Friday was a start with Shields' pay-per-view. As Shields stepped onto the main floor, a giant cheer went up inside the small arena that resembled a giant, white-walled warehouse. Phones were held up to record the ring walk, and Shields took her time. This was her moment.
"It meant everything to be on pay-per-view," Shields said. "Like never in a million years growing up here in Flint where I was poor; we didn't have lights sometimes; we didn't have water; we didn't have food.
"To see that young Black girl could turn out to be who I am. Sometimes it's mind-boggling to me."
She never dreamed of this. At first, her plan was to win gold in the Olympics. Then, it was to do it again. When she turned pro, it was to fight on television. Now she's made boxing history and headlined a pay-per-view.
Leaning back in a folding chair as part of a post-fight press conference, and wearing her green WBC belt and the robe honoring Boseman, Shields covered everything from the significance of her win over Dicaire to fighting in her hometown to the pay-per-view to her next venture, MMA with the Professional Fighters League in June.
She also talked about her next steps in boxing and the possibility of again moving up or down weight classes. What challenges she'd be up for, included fighting three-minute rounds as a way to continue a push toward equality.

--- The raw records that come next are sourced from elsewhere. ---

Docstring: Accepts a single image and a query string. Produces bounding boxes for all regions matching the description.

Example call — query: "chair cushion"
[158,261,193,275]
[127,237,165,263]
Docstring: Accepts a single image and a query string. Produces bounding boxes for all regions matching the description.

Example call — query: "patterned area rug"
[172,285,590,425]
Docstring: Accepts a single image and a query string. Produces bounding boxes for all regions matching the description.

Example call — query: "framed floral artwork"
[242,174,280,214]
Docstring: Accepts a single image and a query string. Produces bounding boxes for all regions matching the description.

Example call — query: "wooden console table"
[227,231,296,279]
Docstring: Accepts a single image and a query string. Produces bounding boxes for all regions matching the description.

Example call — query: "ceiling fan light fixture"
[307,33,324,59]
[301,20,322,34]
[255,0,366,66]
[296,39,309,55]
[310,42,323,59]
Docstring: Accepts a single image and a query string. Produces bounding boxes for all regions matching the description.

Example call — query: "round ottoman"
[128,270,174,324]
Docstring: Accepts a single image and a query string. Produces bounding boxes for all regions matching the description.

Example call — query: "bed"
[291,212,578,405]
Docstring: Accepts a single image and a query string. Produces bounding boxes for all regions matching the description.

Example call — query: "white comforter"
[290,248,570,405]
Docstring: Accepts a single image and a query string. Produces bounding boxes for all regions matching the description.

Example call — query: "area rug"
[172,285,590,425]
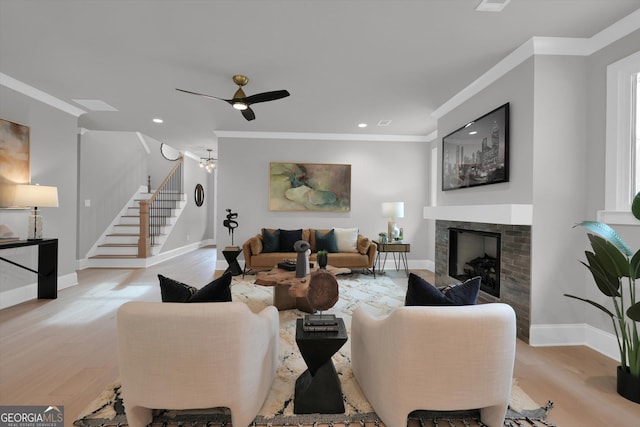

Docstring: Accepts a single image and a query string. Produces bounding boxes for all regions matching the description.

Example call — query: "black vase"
[317,254,328,269]
[617,366,640,404]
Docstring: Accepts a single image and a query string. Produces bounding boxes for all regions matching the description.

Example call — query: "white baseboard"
[0,272,78,310]
[530,323,620,362]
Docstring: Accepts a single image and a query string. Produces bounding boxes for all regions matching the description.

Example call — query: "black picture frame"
[442,103,509,191]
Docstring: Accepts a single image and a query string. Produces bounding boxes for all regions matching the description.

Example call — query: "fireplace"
[435,220,531,343]
[448,228,501,297]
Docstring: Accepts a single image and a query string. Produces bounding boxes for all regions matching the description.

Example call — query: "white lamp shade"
[13,184,59,208]
[382,201,404,219]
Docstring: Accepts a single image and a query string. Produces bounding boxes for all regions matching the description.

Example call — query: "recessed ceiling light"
[358,123,367,128]
[72,98,118,111]
[469,131,478,135]
[153,118,164,124]
[475,0,511,13]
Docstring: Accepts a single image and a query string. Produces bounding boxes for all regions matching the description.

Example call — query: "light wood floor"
[1,246,638,426]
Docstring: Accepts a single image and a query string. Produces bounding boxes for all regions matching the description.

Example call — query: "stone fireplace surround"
[434,219,532,343]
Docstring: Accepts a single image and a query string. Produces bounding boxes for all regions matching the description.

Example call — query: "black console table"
[0,239,58,299]
[294,317,347,414]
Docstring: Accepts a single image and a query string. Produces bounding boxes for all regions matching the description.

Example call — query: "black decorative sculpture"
[223,209,238,246]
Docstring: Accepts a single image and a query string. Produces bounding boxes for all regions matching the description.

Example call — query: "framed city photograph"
[269,162,351,212]
[442,103,509,191]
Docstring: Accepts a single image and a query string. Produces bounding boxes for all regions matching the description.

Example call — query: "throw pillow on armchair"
[405,273,480,306]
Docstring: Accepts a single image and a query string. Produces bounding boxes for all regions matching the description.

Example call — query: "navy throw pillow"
[442,276,481,305]
[158,272,232,303]
[405,273,481,306]
[279,229,303,252]
[315,229,339,253]
[405,273,453,306]
[262,229,281,253]
[158,274,197,302]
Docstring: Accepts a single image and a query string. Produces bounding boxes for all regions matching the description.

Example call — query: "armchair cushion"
[405,273,480,306]
[158,272,232,303]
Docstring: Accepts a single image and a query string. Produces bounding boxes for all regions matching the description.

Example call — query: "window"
[603,51,640,224]
[634,72,639,196]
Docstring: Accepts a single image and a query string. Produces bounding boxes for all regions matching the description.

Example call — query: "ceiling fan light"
[232,102,248,110]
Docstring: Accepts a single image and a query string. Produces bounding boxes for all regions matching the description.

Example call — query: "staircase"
[85,187,186,268]
[85,158,186,268]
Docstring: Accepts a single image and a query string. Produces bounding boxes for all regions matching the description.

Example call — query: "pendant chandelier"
[199,149,217,173]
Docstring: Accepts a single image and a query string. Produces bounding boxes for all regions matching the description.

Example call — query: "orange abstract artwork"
[0,118,30,207]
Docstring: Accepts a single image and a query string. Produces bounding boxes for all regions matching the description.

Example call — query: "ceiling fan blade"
[176,88,230,104]
[243,90,290,105]
[241,107,256,121]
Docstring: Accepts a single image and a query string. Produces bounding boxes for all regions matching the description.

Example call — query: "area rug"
[74,274,556,427]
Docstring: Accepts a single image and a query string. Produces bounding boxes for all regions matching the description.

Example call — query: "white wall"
[77,130,215,258]
[216,137,432,269]
[436,58,535,207]
[0,86,79,299]
[431,29,640,357]
[530,55,589,327]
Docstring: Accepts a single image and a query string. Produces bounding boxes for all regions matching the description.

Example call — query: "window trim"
[602,51,640,225]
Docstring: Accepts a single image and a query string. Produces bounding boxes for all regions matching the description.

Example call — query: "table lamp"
[13,184,59,240]
[382,201,404,241]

"I think women's boxing can grow from this and learn from this and just continue," Shields said. "If we want to be known in boxing and want boxing to survive in women's boxing, we've got to take charge and what we did tonight was take charge with Danielle Perkins, Marlen Esparza, myself, Marie-Eve Dicaire, we all played a huge part tonight.
"Everybody who bought the pay-per-view, whether you like me, dislike me, whatever, you still played a part in helping women's boxing become equal. And that's all that really matters."

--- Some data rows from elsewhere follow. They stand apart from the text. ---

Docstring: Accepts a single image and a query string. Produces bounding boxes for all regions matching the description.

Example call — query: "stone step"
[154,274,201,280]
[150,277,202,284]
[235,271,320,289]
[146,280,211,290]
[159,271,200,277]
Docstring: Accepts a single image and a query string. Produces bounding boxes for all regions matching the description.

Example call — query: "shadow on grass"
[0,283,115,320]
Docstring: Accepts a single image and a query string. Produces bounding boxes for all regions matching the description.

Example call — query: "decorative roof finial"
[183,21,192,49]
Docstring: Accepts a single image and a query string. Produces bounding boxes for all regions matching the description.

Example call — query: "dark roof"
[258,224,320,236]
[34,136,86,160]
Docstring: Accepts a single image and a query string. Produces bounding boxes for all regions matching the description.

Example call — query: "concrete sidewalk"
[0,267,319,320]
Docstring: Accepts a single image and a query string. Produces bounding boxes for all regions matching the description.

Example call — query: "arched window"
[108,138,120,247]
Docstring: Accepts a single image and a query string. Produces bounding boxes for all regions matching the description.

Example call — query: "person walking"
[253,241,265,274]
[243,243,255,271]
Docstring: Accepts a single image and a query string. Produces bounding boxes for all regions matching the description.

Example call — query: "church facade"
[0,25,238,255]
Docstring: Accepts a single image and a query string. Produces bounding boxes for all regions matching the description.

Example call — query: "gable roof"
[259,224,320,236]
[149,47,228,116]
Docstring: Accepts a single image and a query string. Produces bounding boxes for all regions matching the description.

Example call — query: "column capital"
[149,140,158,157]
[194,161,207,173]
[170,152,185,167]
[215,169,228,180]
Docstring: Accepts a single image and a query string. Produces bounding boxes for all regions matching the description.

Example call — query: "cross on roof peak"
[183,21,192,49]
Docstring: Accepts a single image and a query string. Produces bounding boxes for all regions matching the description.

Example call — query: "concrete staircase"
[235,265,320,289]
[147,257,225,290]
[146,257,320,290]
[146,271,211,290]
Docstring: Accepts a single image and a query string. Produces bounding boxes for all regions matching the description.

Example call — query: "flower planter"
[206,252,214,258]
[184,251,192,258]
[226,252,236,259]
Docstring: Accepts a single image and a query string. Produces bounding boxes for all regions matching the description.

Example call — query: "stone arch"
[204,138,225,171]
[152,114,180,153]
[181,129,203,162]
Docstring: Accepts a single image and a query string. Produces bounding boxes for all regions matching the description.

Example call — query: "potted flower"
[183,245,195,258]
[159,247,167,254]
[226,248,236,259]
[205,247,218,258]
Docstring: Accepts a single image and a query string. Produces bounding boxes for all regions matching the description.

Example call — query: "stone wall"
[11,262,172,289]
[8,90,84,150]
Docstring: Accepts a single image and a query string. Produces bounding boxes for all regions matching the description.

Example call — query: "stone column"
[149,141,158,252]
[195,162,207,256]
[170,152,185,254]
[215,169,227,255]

They won't know the financial reality of the fight for a few days. How many people bought the card. What the revenue will look like. Those things will all matter -- although Shields stressed whatever the number is, big or small, it's just the beginning.
"To her, the principle was worth more than the money. The principle was her value," Taffet said. "She said to me, 'Mark, if I get in the ring and we fight, it's mission accomplished and we did our goal. People are going to notice.'
"And you know what, over the next year, in the next year, people are going to be knocking on the door and asking and begging for her to come back and fight on their networks. What we proved tonight is we have an independent way to go."
The fallout from Friday night will play out in the weeks and months to come. But back in her dressing room after the fight, the testing and the press, Shields seemed tired. It was a long day. A long night. A long month. A long year.
She was told how other fighters thanked her for putting on the card. How critical it was to them that she took the chance she did for the exposure they received. It was part of why she did this. Shields made that message clear from the beginning.
"I knew it was important," Shields said as she laced up her white sneakers to get ready to go home. "That's why we made it all women, you know."
A risk, despite the question of money, she believes was worth taking.